Feb 7, 2014; Pittsburgh, PA, USA; New York Rangers goalie Henrik Lundqvist (30) stops Pittsburgh Penguins center Sidney Crosby (87) on a shootout attempt at the CONSOL Energy Center. The Rangers won 4-3 in a shootout. Mandatory Credit: Charles LeClaire-USA TODAY Sports

New York Rangers Taking On The NHL's Eastern Giants

Adam Hunger-USA TODAY Sports

Adam Hunger-USA TODAY Sports

As we head down the home stretch of the 2013-2014 NHL season, with many teams vying for playoff positions, it’s a good time to reflect. The New York Rangers will need to do something to secure a spot and once in, to do some damage. There is no question that in the Rangers’ conference, the Pittsburgh Penguins and the Boston Bruins are the beasts to be slayed, and likely any pre-playoff jockeying will still result in having to go through them. The Bruins have the luxury of a fourth line that, on most teams, would be a second or even first line. The Rangers’ current fourth line of Brian Boyle, Dominic More, and Daniel Carcillo, have been playing very well by providing the grit the team needs and a voracious fore-check; they may be able to contain the Bruins line. Here it is clearly a case of a winning team’s need, not for goal scoring out of everyone, but also relentless puck pursuit, possession, and the ability to play more of the game in the opposition’s end of the rink. Derek Dorsett is the odd man out of this group. The last two starts he has been given resulted in team loses, though one could not say he is to blame. The choice to play the above mentioned three ahead of him seems a sound one: the team has had dramatic results with that line intact.
Both the Bruins and Penguins feature a high-powered offense, being the only two teams in the Eastern Conference, as of today, to score over 200 goals, at 204 and 206 respectively.
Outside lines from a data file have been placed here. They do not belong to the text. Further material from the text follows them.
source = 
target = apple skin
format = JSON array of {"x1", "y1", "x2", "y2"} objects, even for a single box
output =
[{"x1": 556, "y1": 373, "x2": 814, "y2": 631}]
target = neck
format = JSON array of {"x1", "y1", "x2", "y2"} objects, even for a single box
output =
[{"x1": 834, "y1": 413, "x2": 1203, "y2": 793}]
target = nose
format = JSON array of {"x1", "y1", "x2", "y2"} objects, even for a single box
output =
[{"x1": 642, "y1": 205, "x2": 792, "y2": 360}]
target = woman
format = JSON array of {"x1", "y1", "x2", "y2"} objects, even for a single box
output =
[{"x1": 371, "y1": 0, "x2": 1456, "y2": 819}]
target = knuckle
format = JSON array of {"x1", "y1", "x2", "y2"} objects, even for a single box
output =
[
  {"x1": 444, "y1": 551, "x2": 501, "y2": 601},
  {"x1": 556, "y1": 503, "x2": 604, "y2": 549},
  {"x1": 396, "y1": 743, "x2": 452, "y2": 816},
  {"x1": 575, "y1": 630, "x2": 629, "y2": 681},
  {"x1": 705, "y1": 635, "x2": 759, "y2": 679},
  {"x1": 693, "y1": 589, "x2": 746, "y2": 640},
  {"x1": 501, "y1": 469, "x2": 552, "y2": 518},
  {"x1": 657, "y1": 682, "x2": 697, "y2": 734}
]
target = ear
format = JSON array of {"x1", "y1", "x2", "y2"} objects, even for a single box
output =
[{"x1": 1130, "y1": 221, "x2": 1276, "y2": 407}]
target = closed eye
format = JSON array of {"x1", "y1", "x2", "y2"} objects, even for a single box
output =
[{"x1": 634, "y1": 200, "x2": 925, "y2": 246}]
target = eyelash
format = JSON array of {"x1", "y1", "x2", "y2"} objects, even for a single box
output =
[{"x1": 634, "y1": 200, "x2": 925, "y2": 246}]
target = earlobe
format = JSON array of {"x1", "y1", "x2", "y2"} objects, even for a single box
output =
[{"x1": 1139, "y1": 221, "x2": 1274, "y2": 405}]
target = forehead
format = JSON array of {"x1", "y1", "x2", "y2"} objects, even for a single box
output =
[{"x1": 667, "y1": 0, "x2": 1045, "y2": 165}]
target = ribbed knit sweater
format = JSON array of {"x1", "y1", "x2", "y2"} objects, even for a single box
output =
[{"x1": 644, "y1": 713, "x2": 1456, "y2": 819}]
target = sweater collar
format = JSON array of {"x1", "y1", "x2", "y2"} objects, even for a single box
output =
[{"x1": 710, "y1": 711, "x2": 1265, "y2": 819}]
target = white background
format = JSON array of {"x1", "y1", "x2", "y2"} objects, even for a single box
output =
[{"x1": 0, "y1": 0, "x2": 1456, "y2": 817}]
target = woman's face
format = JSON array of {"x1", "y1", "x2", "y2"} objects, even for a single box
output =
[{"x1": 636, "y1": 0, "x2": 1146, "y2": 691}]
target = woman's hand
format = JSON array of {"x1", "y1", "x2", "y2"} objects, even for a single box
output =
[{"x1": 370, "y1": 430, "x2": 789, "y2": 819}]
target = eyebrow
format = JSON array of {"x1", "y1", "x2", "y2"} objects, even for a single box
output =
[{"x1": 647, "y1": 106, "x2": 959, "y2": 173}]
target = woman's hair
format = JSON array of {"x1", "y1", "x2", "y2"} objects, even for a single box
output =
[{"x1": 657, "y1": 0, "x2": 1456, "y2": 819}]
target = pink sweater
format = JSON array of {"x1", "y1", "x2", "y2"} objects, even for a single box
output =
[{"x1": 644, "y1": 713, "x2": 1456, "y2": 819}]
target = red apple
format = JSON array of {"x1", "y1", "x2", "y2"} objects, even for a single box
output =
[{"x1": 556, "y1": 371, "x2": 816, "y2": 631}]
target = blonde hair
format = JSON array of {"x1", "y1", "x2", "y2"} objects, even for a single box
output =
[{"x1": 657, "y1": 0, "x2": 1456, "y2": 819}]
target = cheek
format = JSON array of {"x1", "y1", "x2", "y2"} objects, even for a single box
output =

The Rangers, by contrast, have mustered 172. To counter this, strong defensive play, a tireless back-check from the forwards, and most importantly, a hot goaltender are needed. Enter the King, Henrik Lundqvist. He will need to make all of the routine saves, and then add the spectacular ones when most needed. When Hank has faltered, so has the team. Goalies in general enjoy a higher save percentage than goals scored in the shootout and penalty shots, for instance. Lundqvist has enjoyed particularly impressive success in this department…until this season. This is but one strong indication of his struggles. Yet, in the games leading up to the Olympics, and in the awe-inspiring performance in blanking the Red Wings 3-0, for Lundqvist’s 300th career victory, and 49th shutout, the Ranger goalie has shown he can still win the big games. Heck, Mike Richter had to stop Pavel Bure en route to the Stanley Cup in 1994. Lundqvist will have to be ready for the current day snipers. Lundqvist being at his best will represent the Rangers’ best shot at going deep.
This leads to what may be the only Achilles heals of other teams, even the beasts, particularly the Pens, their defense, and goaltending. The Ranger shooters will not only have to shoot often, but with much more accuracy than they have shown. It is a source of impending dread to witness another 40 plus shot performance and still lose by a goal or two. How can a team dominate by putting up twenty shots in a period, and still be tied or down a goal? The twenty shot total does not include the Ranger penchant for missing the net and killing rallies when pucks shot wide carom out to the neutral zone. Rick Nash, Brad Richards, Chris Kreider, Martin St. Louis, Derick Brassard, Ryan McDonagh, et al,  all have to be deadly accurate to take advantage of what will certainly be fewer chances down the stretch and into the playoffs. Another dreaded sight is when the opposition gets its one or two chances in a period and the shooter is able to lift the puck in close, scoring into the only open space available to him. The Rangers need to hone the craft of doing just that.
Let’s add team speed to the mix as well. The Rangers have it and must use it to their advantage. This will put the other team’s defense back on their heels and will limit their fore-check. Nothing is more of a potential game breaker than a whirl of a blur created by the “Road Runners” Carl Hagelin or Chris Kreider as they “Taz” spin past a hapless flat-footed defenseman. They need to also find the net. There’s reason for optimism here; this is the right of every Ranger fan, even if we are not quite the beasts.